Carl Zimmer writes books, articles, essays, and blog posts in which he reports from the frontiers of biology, where scientists are expanding our understanding of life. Since 2013 he has been a columnist at the New York Times, where his column “Matter”appears each week. He is a popular speaker at universities, medical schools, museums, and festivals, and he is also a frequent on radio programs such as Radiolab and This American Life. In 2015, the National Association of Biology Teachers awarded Zimmer with their Distinguished Service Award.
Zimmer is the author of twelve books about science, including A Planet of Viruses, released in a second edition this year. Among his other books, Zimmer is the author of Soul Made Flesh, Evolution: The Triumph of an Idea, At the Water's Edge, The Smithsonian Intimate Guide to Human Origins; and Parasite Rex, which the Los Angeles Times described as "a book capable of changing how we see the world." Microcosm: E. coli and the New Science of Life, was hailed by The Boston Globe as "superb...quietly revolutionary." Science Ink: Tattoos of the Science Obsessed has been featured in The Wall Street Journal, The New York Times, The Guardian, Der Spiegel, and the Huffington Post.

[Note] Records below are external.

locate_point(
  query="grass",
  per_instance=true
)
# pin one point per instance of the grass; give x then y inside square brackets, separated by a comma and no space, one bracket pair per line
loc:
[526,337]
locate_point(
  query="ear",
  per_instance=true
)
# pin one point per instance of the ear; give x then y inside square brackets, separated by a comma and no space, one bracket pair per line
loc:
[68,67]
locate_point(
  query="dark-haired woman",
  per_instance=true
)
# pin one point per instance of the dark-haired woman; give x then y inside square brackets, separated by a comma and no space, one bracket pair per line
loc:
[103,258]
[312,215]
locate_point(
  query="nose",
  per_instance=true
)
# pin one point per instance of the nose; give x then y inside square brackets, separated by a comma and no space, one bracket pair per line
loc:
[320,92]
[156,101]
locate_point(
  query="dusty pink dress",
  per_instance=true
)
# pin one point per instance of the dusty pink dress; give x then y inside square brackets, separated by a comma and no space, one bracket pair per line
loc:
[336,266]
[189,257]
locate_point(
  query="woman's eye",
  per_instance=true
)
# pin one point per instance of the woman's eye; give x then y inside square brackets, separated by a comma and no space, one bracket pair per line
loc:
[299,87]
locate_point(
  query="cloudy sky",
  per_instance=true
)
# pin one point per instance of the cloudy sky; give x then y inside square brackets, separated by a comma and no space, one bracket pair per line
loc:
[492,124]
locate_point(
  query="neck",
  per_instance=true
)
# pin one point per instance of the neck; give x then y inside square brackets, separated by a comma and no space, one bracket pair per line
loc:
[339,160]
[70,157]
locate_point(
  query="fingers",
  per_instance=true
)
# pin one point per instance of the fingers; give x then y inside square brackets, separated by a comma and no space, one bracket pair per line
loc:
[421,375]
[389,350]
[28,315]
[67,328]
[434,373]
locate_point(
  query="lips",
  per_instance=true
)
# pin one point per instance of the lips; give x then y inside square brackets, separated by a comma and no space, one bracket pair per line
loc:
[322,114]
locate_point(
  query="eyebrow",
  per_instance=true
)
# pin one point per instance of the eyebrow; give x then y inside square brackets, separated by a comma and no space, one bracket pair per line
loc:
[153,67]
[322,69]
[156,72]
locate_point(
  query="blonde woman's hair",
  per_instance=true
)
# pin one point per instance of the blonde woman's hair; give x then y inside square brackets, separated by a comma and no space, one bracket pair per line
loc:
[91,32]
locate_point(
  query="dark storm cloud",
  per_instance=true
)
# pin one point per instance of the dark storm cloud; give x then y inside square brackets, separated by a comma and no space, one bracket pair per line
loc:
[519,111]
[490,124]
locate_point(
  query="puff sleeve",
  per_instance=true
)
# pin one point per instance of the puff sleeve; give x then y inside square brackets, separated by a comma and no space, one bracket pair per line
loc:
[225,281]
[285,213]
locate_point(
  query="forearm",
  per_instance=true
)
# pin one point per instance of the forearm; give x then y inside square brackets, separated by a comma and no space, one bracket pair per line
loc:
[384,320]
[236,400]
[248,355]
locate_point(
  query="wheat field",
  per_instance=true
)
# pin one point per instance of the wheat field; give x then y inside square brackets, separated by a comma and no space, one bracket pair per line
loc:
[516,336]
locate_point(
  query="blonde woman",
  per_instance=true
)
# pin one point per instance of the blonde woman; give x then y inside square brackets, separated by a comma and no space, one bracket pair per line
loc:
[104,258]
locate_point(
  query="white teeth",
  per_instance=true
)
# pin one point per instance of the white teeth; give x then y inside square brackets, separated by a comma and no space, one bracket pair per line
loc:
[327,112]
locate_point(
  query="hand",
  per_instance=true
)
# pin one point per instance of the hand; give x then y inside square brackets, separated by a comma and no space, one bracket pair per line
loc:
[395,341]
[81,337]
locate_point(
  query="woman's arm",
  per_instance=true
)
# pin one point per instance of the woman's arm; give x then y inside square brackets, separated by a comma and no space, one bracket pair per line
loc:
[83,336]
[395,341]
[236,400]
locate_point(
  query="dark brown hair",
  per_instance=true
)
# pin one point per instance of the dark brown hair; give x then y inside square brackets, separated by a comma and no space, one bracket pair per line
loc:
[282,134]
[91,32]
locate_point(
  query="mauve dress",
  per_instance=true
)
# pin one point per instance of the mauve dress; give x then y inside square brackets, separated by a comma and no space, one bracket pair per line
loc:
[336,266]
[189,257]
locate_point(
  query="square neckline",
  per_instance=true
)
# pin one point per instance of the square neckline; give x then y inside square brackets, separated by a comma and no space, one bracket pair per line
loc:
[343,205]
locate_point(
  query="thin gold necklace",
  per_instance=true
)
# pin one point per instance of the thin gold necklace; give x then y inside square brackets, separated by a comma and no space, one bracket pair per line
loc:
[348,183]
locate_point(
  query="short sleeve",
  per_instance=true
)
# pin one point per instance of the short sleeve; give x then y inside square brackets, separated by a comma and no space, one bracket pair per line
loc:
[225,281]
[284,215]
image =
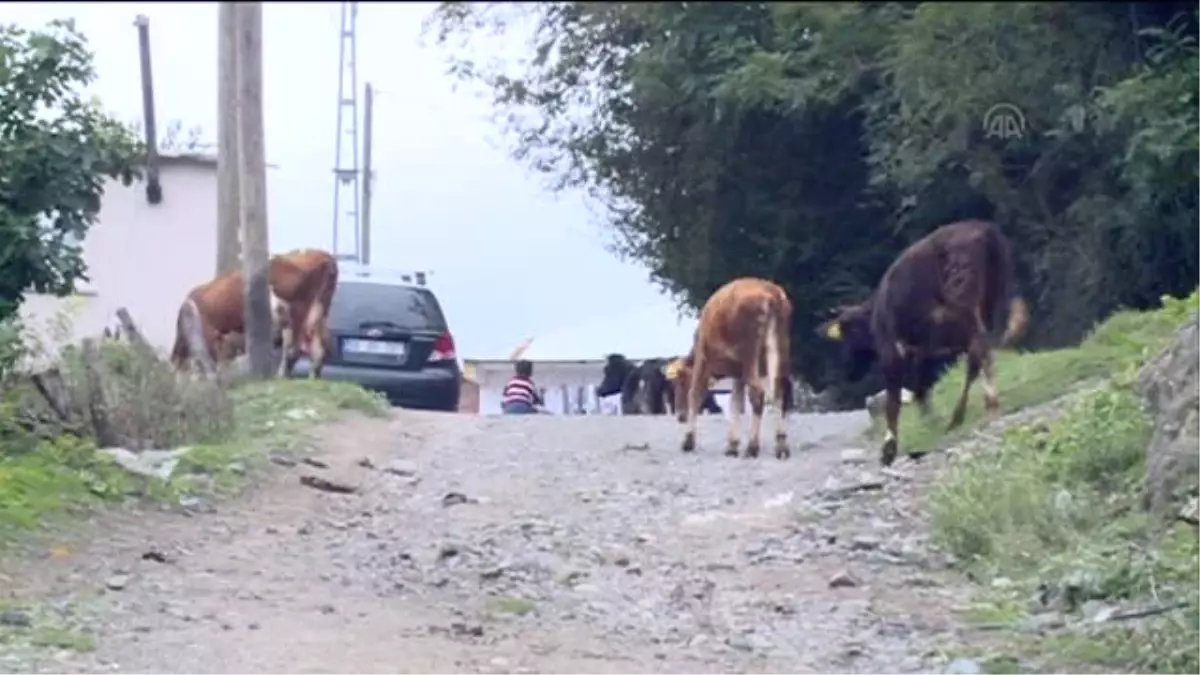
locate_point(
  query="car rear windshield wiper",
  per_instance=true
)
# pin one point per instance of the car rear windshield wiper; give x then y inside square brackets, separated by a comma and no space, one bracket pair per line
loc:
[370,324]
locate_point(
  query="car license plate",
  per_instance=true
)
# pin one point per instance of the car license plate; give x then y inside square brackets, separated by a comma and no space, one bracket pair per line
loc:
[381,347]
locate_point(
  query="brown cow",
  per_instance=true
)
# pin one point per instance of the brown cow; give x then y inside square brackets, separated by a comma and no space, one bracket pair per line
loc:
[743,334]
[935,302]
[303,285]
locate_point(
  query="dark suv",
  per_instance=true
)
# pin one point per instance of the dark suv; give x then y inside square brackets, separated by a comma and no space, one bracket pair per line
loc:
[390,335]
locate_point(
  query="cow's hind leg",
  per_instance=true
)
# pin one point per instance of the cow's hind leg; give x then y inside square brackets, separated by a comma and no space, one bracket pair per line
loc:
[738,406]
[757,398]
[893,386]
[991,399]
[775,398]
[695,393]
[973,364]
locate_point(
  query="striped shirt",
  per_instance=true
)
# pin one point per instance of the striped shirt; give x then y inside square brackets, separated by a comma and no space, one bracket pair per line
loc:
[520,389]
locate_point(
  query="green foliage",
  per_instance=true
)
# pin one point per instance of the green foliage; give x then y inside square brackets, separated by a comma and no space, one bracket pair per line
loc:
[1114,348]
[810,142]
[1056,512]
[124,394]
[57,151]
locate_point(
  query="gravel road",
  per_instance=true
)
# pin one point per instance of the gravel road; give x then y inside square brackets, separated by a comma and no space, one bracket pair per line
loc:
[570,545]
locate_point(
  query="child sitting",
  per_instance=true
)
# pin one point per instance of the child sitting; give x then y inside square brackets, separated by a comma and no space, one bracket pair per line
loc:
[520,394]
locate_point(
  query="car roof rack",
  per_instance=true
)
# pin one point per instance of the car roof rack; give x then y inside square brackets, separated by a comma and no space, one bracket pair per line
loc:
[348,266]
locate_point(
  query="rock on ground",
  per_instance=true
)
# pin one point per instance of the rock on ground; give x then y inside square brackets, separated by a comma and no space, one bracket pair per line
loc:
[540,544]
[1171,387]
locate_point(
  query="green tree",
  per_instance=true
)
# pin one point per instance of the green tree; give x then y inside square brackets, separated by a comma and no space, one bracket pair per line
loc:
[55,151]
[810,142]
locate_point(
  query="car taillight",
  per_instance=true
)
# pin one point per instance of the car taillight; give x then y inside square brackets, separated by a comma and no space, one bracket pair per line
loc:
[443,347]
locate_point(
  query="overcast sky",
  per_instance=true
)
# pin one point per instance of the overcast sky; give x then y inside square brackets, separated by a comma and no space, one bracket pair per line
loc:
[509,258]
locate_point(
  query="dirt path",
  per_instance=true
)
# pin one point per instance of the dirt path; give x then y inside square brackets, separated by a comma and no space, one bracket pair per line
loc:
[585,545]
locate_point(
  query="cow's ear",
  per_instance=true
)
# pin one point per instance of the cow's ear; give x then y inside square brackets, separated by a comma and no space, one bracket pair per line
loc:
[672,369]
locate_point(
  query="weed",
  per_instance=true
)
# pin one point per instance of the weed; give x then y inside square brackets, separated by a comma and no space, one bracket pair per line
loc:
[1056,511]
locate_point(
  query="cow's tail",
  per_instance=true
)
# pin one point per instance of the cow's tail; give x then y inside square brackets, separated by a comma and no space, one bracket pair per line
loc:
[1018,320]
[318,310]
[179,352]
[1005,280]
[774,322]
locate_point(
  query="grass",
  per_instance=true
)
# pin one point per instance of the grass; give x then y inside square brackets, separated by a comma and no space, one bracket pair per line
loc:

Zimmer is also the author of two widely praised textbooks. In 2009, he published The Tangled Bank: An Introduction to Evolution, the first textbook about evolution intended for non-majors. Zimmer also co-authored Evolution: Making Sense of Life a textbook for biology majors, with University Montana biologist Doug Emlen.
Over the course of his career, he has written hundreds of articles for the New York Times and magazines including National Geographic, Time, Scientific American,Science, and Popular Science. Zimmer began his career at Discover, where he served as a senior editor from 1994 to 1998. Since 2003 he has written a blog called The Loom, which is now hosted by National Geographic. In 2015, Zimmer became a contributing national correspondent for STAT, a publication about health and medicine, where he hosts the “Science Happens” video series.
He has won fellowships from the John Simon Guggenheim Memorial Foundation and the Alfred P. Sloan Foundation. He has won the American Association for the Advancement of Science's Journalism Award three times--twice for his work for The New York Timesand once for The Loom. His other honors include the Pan-American Health Organization Award for Excellence in International Health Reporting, the American Institute Biological Sciences Media Award, and the Everett Clark Award for science writing. In 2007 he was awarded the National Academies Science Communication Award for "his diverse and consistently interesting coverage of evolution and unexpected biology." In 2011 he was elected to the board of directors of the Council for the Advancement of Science Writing.